= Paul Mezey =

American film producer

Paul S. Mezey is a New York-based independent producer and founder of Journeyman Pictures. He has produced a number of critically acclaimed films including Maria Full of Grace which received a 2005 Academy Award Nomination for Best Actress in a Leading Role and Half Nelson starring Ryan Gosling which received a 2007 Academy Award Nomination for Best Actor in a Leading Role. Mezey also worked as a producer on the 2021 film Marcel the Shell with Shoes on, alongside Elisabeth Holm. The film was nominated for an Academy Award for Best Animated Feature Film.
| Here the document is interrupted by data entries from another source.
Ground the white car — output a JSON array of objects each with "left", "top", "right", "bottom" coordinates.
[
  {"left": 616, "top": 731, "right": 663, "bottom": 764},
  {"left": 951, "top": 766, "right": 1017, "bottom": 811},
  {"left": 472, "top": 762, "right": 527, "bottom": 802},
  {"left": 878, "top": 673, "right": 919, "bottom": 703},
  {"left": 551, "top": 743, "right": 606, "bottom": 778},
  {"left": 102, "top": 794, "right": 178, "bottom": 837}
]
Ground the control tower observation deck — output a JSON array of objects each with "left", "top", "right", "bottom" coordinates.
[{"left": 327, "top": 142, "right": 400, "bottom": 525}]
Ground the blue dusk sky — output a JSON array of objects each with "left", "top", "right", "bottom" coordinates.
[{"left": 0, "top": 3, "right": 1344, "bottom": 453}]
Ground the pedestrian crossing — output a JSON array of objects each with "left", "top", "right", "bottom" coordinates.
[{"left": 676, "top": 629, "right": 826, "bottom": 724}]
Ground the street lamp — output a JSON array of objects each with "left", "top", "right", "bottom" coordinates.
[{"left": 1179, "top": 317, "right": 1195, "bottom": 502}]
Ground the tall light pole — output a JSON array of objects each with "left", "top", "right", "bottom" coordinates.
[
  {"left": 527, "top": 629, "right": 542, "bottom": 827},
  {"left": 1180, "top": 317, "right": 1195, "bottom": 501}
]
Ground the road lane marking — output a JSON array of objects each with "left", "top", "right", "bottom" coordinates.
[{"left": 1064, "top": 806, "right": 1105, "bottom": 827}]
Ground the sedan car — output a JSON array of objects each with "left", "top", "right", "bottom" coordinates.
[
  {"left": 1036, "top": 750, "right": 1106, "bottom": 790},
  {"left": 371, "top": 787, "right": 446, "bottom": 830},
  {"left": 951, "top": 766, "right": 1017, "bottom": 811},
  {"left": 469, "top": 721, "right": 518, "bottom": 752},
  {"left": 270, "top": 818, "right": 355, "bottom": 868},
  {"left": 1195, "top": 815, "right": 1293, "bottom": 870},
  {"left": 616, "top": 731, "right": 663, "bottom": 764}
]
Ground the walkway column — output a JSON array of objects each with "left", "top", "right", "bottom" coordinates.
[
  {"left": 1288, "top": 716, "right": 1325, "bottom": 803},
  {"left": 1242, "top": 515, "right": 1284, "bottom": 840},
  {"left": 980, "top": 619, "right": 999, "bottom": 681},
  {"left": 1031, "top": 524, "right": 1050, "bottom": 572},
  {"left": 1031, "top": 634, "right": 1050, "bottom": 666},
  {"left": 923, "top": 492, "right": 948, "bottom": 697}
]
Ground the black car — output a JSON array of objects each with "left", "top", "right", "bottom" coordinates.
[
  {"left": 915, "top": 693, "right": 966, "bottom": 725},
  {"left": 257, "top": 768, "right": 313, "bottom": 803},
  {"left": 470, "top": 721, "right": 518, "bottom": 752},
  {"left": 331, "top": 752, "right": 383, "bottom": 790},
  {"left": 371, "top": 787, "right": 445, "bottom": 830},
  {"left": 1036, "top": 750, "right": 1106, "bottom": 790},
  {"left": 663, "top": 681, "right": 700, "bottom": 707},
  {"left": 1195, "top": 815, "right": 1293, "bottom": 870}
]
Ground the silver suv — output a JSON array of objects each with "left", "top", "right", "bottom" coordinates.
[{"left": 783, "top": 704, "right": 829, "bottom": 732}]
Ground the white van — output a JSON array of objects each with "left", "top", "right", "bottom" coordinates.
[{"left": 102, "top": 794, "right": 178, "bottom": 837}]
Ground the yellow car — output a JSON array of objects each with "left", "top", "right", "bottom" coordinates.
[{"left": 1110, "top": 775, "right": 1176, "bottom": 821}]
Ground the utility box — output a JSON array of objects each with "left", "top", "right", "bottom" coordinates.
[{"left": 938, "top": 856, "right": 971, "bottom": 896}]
Mezey produced Azazel Jacobs’ Momma’s Man which premiered alongside Sugar at the 2008 Sundance Film Festival. He recently wrapped production on the film Cold Souls starring Paul Giamatti, Emily Watson, and David Strathairn. Projects currently in development include David Riker’s The Girl starring Emily Blunt and Joshua Marston’s upcoming feature The Fortress of Solitude, based on Jonathan Lethem’s National Bestseller.

Other films produced by Mezey include: Angel Rodriguez (HBO Films), Everyday People (HBO Films), Spring Forward (IFC Films), Our Song (IFC Films), The City (La Ciudad) directed by David Riker, Mississippi Blues documentary You See Me Laughin’ directed by Mandy Stein, and The Ballad of Ramblin’ Jack directed by Aiyana Elliott, winner of the Artistic Achievement Award for documentary film at the 2000 Sundance Film Festival.
Mezey received the IFP/West Motorola Producer's Award at the Independent Spirit Awards in 2001 and was selected by Variety in 2004 as one of the "Ten Producers to Watch".